Add diagram to DeepSeek Sparse Attention content for clarity

vukrosic · vukrosic · commit bebbb9c246d8 · 2025-10-01T20:37:01.000+02:00
- Included an illustration of the Attention Architecture to enhance understanding of the DeepSeek Sparse Attention (DSA) mechanism.
- Removed the duplicate image to streamline the document and maintain focus on the new diagram.
- Updated accompanying text to clarify the relationship between DSA and Multi-Head Latent Attention (MLA).

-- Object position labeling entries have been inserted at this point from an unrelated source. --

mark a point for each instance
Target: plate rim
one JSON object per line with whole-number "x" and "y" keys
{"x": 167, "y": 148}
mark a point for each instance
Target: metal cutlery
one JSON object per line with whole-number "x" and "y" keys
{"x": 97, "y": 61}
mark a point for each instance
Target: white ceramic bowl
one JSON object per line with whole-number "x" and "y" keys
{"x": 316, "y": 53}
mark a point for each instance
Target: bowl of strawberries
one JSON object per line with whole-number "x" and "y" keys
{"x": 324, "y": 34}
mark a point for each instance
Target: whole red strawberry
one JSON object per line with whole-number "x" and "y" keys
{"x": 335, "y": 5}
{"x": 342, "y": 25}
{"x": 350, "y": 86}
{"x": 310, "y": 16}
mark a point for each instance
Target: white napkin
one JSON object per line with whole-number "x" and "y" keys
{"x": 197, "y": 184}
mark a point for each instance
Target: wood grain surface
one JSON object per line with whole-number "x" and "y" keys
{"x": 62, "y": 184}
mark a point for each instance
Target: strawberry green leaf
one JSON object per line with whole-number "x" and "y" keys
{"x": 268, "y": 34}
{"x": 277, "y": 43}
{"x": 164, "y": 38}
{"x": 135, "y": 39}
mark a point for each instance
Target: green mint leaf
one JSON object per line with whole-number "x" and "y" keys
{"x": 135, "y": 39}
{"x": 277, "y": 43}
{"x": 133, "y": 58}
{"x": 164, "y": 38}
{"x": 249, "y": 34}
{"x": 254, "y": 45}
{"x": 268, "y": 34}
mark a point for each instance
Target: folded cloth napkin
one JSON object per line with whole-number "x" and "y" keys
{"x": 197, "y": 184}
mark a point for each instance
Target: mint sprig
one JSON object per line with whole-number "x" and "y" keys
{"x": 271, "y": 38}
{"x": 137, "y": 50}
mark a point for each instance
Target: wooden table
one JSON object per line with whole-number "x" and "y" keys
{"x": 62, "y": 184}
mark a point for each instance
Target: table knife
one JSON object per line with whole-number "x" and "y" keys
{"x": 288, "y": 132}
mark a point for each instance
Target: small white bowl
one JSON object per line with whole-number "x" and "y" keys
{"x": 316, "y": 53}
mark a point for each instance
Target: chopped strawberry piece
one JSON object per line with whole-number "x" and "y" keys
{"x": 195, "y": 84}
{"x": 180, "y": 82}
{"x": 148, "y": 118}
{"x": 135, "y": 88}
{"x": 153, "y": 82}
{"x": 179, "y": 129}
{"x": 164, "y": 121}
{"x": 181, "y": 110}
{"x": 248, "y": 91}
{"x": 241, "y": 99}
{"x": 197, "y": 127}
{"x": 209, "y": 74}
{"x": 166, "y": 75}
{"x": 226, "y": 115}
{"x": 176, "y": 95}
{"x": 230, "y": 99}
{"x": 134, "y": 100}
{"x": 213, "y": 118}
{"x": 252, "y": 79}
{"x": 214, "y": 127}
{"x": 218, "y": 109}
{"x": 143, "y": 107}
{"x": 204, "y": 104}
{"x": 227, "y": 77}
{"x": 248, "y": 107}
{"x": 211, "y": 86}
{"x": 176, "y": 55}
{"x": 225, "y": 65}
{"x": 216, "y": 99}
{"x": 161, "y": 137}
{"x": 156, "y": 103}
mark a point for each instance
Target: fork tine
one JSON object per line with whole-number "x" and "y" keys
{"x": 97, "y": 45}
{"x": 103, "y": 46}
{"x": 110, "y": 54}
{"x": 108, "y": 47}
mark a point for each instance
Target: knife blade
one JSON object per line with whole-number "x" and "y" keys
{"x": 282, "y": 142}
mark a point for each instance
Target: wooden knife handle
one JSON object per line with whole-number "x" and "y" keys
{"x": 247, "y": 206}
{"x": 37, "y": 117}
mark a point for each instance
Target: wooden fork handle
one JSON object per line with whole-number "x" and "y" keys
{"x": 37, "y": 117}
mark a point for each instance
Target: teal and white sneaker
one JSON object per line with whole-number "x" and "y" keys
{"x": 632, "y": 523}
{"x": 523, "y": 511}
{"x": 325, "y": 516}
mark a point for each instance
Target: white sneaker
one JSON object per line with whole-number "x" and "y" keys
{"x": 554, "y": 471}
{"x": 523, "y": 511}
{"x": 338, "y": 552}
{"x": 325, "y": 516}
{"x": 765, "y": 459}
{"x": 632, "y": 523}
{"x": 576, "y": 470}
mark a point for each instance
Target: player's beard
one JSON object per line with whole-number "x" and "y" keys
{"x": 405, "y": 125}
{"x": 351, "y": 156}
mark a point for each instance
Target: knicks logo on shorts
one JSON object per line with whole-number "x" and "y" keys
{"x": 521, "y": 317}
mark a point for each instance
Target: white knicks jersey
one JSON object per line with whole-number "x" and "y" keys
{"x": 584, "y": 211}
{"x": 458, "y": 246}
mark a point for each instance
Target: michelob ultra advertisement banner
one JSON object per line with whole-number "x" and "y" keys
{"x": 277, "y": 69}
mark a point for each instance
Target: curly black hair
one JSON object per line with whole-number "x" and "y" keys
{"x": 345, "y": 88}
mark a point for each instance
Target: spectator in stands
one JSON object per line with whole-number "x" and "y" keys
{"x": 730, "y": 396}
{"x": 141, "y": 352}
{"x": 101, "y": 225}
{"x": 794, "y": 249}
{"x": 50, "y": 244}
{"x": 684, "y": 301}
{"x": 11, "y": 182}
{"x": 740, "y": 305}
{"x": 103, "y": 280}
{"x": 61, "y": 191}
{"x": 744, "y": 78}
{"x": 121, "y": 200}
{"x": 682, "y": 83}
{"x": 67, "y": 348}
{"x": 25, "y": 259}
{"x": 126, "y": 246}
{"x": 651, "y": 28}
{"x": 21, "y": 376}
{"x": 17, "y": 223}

diff --git a/public/content/deepseek-sparse-attention/deepseek-sparse-attention-content.md b/public/content/deepseek-sparse-attention/deepseek-sparse-attention-content.md
@@ -37,6 +37,9 @@ Doubling the text length from 10,000 to 20,000 tokens doesn't just double the co
 
 Instead of having each token attend to all previous tokens, DeepSeek Sparse Attention (DSA) intelligently selects a small, fixed-size subset ($k$) of the most relevant previous tokens to attend to. This changes the complexity from $O(L^2)$ to $O(L \cdot k)$, which is much more manageable since $k$ is a small constant (e.g., 2048) and $L$ can be very large (e.g., 128,000 or 2,000,000).
 
+![Attention Architecture](/content/deepseek-sparse-attention/Attention-architecture.png)
+
+*Let's explain how DSA (marked in green) works with MLA (Multi-Head Latent Attention).*
 
 DSA is made of two main components:
 
@@ -120,7 +123,6 @@ They didn't train this model from scratch. They cleverly adapted an existing, po
 #### Stage 2: Post-Training
 After the pre-training was done, they fine-tuned the model for specific tasks (like coding, math, reasoning, and following instructions) using Reinforcement Learning (RL). Crucially, they used the **exact same data and methods** as they did for the original DeepSeek-V3.1-Terminus model. This ensures a fair comparison between the dense and sparse models.
 
-![Attention Architecture](/content/deepseek-sparse-attention/Attention-architecture.png)
 
 ---